Mania/hipomania: humor bastante elevado, irritabilidade, autoestima elevada, aumento de atividades e aumento do interesse sexual

Depressão: humor deprimido (sentir-se triste, vazio, sem esperança); forte redução do interesse ou prazer em todas ou quase todas as atividades; redução ou aumento significativo do apetite ou de peso sem estar de dieta; insônia; agitação/inquietação ou retardo psicomotor; fadiga ou perda de energia; sentimentos de inutilidade ou culpa excessiva ou inapropriada; capacidade diminuída para pensar ou se concentrar, ou indecisão e pensamentos recorrentes de morte, ideação suicida, tentativa de suicídio ou plano para cometer suicídio.

O transtorno bipolar é dividido por tipos?

De acordo com o Manual Diagnóstico e Estatístico de Transtornos Mentais (DSM.IV) e o CID-10, que são manuais internacionais de classificação diagnóstica, o transtorno bipolar pode ser classificado da seguinte forma:

  • Transtorno bipolar: Tipo I
    O indivíduo apresenta períodos de mania, que duram, pelo menos, sete dias, acompanhado de sintomas depressivos, que se estendem por duas semanas ou mais.
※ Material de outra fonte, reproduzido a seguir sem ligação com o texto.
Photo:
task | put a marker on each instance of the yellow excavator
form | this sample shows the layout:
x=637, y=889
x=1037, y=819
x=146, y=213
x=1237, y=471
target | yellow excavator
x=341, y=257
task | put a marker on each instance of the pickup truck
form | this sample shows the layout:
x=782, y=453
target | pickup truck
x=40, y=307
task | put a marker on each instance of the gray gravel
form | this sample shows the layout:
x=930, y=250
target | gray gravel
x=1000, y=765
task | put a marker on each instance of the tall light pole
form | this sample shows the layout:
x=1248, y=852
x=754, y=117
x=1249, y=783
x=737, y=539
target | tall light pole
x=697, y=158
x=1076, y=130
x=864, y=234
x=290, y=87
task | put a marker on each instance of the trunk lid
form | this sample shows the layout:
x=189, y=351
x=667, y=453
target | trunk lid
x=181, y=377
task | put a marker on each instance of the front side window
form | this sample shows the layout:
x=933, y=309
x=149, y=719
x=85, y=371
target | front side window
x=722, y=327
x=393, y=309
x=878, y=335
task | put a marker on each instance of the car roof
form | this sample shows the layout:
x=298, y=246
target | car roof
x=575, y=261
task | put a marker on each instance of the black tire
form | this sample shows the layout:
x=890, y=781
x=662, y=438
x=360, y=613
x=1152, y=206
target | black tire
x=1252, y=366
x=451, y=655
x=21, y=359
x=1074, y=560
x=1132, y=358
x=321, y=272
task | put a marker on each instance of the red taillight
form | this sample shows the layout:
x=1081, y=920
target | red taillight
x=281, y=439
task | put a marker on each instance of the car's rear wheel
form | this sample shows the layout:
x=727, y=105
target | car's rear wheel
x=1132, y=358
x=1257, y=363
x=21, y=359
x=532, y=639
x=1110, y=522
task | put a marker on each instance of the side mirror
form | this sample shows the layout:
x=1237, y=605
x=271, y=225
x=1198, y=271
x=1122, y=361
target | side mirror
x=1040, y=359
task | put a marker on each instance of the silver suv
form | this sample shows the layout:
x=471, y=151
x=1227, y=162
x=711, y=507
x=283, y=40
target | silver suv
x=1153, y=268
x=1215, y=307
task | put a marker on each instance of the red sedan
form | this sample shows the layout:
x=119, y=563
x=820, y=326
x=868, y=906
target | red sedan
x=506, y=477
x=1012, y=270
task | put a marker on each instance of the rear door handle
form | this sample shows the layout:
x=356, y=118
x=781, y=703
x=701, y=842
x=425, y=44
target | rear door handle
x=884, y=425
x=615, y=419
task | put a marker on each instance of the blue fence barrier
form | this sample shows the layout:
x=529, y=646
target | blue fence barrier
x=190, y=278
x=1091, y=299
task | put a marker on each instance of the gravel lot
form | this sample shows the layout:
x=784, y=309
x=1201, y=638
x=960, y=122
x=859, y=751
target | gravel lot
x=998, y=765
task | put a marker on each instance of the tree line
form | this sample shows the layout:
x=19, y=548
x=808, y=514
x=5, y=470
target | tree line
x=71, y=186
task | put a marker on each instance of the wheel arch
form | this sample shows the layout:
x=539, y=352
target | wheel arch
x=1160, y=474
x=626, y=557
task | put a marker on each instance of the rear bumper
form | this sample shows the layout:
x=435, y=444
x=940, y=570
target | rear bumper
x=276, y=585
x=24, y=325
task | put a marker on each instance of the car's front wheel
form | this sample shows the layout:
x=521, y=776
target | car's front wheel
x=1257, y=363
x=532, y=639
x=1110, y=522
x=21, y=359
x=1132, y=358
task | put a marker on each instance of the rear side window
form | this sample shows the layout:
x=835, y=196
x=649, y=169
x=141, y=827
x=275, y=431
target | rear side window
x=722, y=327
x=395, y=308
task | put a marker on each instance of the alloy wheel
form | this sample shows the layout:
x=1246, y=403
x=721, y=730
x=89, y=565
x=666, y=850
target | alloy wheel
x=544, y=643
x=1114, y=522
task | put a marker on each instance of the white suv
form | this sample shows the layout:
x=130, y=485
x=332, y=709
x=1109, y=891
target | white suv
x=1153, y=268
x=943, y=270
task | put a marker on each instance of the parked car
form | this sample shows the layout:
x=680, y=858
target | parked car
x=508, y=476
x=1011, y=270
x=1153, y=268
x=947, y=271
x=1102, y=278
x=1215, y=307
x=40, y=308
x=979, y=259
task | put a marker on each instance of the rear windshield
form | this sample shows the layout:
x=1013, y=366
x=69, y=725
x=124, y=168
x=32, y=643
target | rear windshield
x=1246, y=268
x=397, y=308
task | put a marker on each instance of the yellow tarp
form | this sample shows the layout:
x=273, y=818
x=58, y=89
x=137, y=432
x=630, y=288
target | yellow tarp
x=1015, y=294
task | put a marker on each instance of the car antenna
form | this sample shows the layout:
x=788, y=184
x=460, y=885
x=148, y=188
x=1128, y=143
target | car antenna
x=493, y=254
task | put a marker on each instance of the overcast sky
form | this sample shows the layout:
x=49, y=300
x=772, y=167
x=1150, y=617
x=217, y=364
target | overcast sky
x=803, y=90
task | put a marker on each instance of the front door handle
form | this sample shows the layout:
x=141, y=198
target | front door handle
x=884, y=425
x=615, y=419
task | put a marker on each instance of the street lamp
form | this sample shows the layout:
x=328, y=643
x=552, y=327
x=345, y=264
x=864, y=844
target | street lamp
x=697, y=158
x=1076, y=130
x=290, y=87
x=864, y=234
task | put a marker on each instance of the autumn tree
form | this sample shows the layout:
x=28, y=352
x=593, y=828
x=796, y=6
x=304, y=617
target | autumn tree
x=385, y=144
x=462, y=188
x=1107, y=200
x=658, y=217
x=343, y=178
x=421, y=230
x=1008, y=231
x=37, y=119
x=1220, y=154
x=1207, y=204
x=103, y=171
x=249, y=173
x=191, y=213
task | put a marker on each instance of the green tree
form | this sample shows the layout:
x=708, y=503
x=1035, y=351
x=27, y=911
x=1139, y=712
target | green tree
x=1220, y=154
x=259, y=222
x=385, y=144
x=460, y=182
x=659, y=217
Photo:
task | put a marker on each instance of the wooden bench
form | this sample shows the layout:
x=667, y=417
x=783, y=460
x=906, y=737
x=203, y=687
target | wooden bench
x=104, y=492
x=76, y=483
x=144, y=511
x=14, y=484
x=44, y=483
Tanto na mania quanto na depressão, os sintomas são intensos e provocam grandes mudanças comportamentais e de conduta, podendo interferir em diversas áreas da vida.
  • Transtorno bipolar: Tipo II
    Há alternância entre os episódios de depressão e de hipomania.
  • Transtorno ciclotímico
    É o quadro mais leve do transtorno bipolar, marcado por oscilações crônicas do humor, que podem ocorrer até no mesmo dia. O paciente alterna sintomas de hipomania e de depressão leve o que, muitas vezes, pode ser interpretado como o próprio temperamento do indivíduo.
  • Transtorno bipolar não especificado
    Pode surgir como consequência de doenças ou induzido pelo uso de substâncias.

Quais os tratamentos?

A primeira escolha terapêutica para o TB é o tratamento farmacológico, é a medicação que leva a estabilização do humor. O tratamento psicoterapêutico é importante para a manutenção da estabilidade do humor. Em estágio mais avançado da condição, a terapia ocupacional pode ser indicada também. “Podem ser vários remédios, um só muitas vezes ao dia, poucas vezes ao dia, dependente do contexto clínico que a pessoa apresenta, como comorbidades”, explica o professor Mattos Souza.